When I told my husband, he said, “You’d better check the living will. He might not want a pacemaker.” So we did. The living will from legalforms.com, or whatever it’s really called, said that Dad did not want his life prolonged by “artificial means.” I thought that was pretty vague, so Matt emailed a lawyer friend I went straight to the web. Well, it turns out that a pacemaker IS considered “artificial means.” In fact, every document that said so mentioned pacemakers first on the list of “artificial means.” My husband and I looked at each other. “It’s what he wants,” he said.
I called the hospital. Rescinded my consent. Hung up. My whole body felt heavy. I felt like I’d just signed his death sentence. I wondered if it was the right thing to do. My husband assured me that it was. My BFF confirmed it. I still felt the burden of the decision but I was also a little calmer. The truth is, when I’d blessed the pacemaker, I wondered if THAT was the right thing to do. That decision didn’t sit well either. I firmly believe that my father is dying. For Pete’s sake, he gave up control of his money. It’s a sure sign.
But I just did something that would likely shorten his life. I started to think about his life. His aide wakes him for breakfast. He takes him to the living room. He eats. Then he falls asleep, sitting in his wheelchair until lunch, when his aide wakes him again. He eats and falls asleep until dinner. His aide wakes him to eat. He sleeps, this time until 11 p.m. He wakes up fully for an hour or two and that’s when he does all of his talking, phone calling (you know how people appreciate that after 11) and refusing to sign checks. My dad always bragged that he stayed up until two o’clock in the morning. I don’t know who he was trying to impress. After two hours, the aide helps him into bed and he goes back to sleep until morning.
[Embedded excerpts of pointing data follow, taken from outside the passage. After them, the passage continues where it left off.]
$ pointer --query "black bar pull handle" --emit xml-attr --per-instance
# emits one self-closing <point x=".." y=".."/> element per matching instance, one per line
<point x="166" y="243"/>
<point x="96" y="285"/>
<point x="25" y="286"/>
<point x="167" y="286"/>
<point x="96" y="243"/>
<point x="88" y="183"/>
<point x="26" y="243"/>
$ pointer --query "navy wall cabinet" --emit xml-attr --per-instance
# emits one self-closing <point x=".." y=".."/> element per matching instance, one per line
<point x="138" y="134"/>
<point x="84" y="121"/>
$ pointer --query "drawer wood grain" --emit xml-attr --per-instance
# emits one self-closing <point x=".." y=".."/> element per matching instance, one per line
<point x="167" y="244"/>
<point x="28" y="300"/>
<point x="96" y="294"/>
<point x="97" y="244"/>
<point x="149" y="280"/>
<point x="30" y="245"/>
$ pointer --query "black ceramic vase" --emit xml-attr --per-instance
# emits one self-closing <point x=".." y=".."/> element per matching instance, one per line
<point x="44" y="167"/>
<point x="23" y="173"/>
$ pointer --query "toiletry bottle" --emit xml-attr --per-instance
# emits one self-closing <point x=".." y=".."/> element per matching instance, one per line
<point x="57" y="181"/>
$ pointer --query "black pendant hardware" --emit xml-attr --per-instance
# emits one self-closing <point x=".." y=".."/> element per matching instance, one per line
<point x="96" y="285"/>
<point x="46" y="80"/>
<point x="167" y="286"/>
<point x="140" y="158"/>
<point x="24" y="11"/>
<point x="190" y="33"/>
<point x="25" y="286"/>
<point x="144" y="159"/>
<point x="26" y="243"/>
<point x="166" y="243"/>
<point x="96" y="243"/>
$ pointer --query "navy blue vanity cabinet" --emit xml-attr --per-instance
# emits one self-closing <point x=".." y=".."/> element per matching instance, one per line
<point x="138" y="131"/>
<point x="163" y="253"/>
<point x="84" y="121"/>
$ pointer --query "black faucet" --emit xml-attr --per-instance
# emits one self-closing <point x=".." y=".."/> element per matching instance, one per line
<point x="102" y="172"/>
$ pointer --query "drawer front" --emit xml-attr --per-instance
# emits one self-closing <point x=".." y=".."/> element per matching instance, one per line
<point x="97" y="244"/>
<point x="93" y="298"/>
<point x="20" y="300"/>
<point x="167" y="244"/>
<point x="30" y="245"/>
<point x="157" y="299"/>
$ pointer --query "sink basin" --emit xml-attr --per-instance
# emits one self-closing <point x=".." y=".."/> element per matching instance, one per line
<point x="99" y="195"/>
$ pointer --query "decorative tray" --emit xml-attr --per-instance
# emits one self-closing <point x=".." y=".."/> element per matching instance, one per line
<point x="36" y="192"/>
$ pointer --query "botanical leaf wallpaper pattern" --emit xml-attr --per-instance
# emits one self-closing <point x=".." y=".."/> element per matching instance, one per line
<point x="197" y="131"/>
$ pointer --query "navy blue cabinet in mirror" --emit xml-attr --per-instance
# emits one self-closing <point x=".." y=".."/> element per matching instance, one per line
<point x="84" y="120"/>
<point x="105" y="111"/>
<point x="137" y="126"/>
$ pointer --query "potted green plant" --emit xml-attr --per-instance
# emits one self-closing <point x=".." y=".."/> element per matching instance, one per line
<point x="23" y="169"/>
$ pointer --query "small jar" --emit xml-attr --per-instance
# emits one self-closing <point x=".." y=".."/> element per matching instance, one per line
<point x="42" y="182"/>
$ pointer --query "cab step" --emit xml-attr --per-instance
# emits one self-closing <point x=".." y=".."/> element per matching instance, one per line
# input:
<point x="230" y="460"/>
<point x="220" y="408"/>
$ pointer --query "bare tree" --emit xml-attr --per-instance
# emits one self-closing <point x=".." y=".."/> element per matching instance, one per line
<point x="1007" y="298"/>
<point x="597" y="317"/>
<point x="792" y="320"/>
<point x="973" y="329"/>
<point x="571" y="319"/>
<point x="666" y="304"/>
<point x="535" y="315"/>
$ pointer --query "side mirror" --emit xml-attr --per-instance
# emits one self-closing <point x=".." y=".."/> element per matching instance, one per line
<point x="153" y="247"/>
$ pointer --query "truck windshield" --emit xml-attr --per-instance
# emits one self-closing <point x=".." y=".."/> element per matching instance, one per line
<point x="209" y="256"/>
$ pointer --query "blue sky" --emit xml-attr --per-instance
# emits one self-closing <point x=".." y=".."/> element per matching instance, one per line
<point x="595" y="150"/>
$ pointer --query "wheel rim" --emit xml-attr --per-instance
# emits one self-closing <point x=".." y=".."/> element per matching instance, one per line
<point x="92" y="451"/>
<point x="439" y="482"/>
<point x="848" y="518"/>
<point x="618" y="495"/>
My Dad has nothing left. Oh sure, he’s got me and the grandchildren, but we don’t mean a lot to him. He’s said the kids were cute but that’s the closest he’s come to a complimenting me on my family. On Thanksgiving, my BFF’s parents were asking him about the kids and all he wanted to do was spread neighborhood gossip. My mother died in 2009, but it’s not like she’s waiting in Heaven with open arms. He did take care of her through her Alzheimer’s (See “Labor of Love?”), but that was so he didn’t have to pay a nursing home. Their relationship was antagonistic at its worst, and civil at its best. His dog died years ago too. She’d welcome him as only a dog can. I know she would.
The only thing he’s got to show for himself on Earth is some obsolete machines that made computer chips and a pile of money. He always said “Everyone hates their job” so he’s not holding onto the machines.
He must be hanging on to the money. And that’s sad. I feel sorry for him. Truth is, I’ve felt sorry for him for a long time. He never embraced life like other seniors. He spent his golden years taking care of my mom, yes, but when she died he didn’t start taking walks again, or swimming – the only things he ever really enjoyed. He lost a lot of his hearing but he didn’t get a hearing aid. If my time was short, I wouldn’t want to miss hearing anything.
Instead of keeping active, he spent his time at home, listening to right-wing radio at 70 decibels, managing investments and filing a nuisance lawsuit. He thoroughly enjoyed the lawsuit, especially when he won the money. At least he’s got that. (See “Fifty Shades of Crazed”)
Yesterday I called and when Dad got on the phone, he asked me if I wanted some of his lunch. I’m 3,000 miles away. His aide told me that Dad’s in and out of reality. Even before this hospital visit, he wasn’t all there. I see him slipping away, but I was wrong on that last time – when he started eating and drinking more, he got more conscious. So what do I do? I did what I did. I just hope it was the right thing.